- Directed by: Věra Chytilová
- Screenplay by: Věra Chytilová Eva Kacírková Michal Laznovsky
- Starring: Tomáš Hanák Miroslav Donutil Zuzana Stivínová [cs]
- Cinematography: Štěpán Kučera
- Edited by: Ivana Kačírková
- Music by: Jiří Chlumecký Věra Chytilová
- Release date: 1998;
- Language: Czech

= Traps (1998 film) =

Czech comedy-drama film

Traps (Pasti, pasti, pastičky) is a 1998 Czech comedy-drama film co-written and directed by Věra Chytilová.

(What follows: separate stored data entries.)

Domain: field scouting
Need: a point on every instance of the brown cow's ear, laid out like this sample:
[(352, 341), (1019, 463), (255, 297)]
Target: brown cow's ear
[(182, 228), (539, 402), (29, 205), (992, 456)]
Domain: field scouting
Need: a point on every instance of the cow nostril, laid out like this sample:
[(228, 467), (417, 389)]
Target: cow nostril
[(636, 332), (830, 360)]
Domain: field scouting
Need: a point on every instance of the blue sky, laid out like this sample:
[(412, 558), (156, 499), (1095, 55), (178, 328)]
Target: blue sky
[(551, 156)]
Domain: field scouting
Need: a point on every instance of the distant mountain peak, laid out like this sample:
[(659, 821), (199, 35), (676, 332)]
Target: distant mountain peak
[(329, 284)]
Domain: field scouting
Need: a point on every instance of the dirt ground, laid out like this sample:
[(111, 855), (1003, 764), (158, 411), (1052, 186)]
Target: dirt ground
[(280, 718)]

It was screened at the 55th Venice International Film Festival.

== Cast ==
- Tomáš Hanák as Petr
- Miroslav Donutil as Josef Dohnal
- Zuzana Stivínová as Lenka
- Milan Lasica as Bach
- Katerina Hajna as Ingrid
- Eva Holubová as Anna
- Lubos Svoboda as Michal
- Daniela Trebicka as Dohnal’s wife
- Karel Roden as Dr. Marek
- Lucie Vackárová as Bibina
- Dagmar Bláhová as the chef
- David Vávra as Pavel

== Production==
The film was shot in Prague and its surroundings.

== Release ==
The film was released on 16 April 1998. It was screened in the Prospectives section of the 55th Venice International Film Festival, in which it won the Elvira Notari Prize.

== Reception ==
Alexandra Heller-Nicholas noted how the film "succeeds in its unification of rape and comedy" thanks to its "general unevenness", combining “sombre, dark and wholly sympathetic” tones with physical comedy and old-school slapstick.
Variety's critic David Rooney described the filmas one that could have been a comedy classic if it had "faster pacing and tighter cutting", and found "Chytilova's languid storytelling" to be its main liability. Tom Birchenough from The Arts Desk called it "tightly structured", "stark" and "cruelly funny".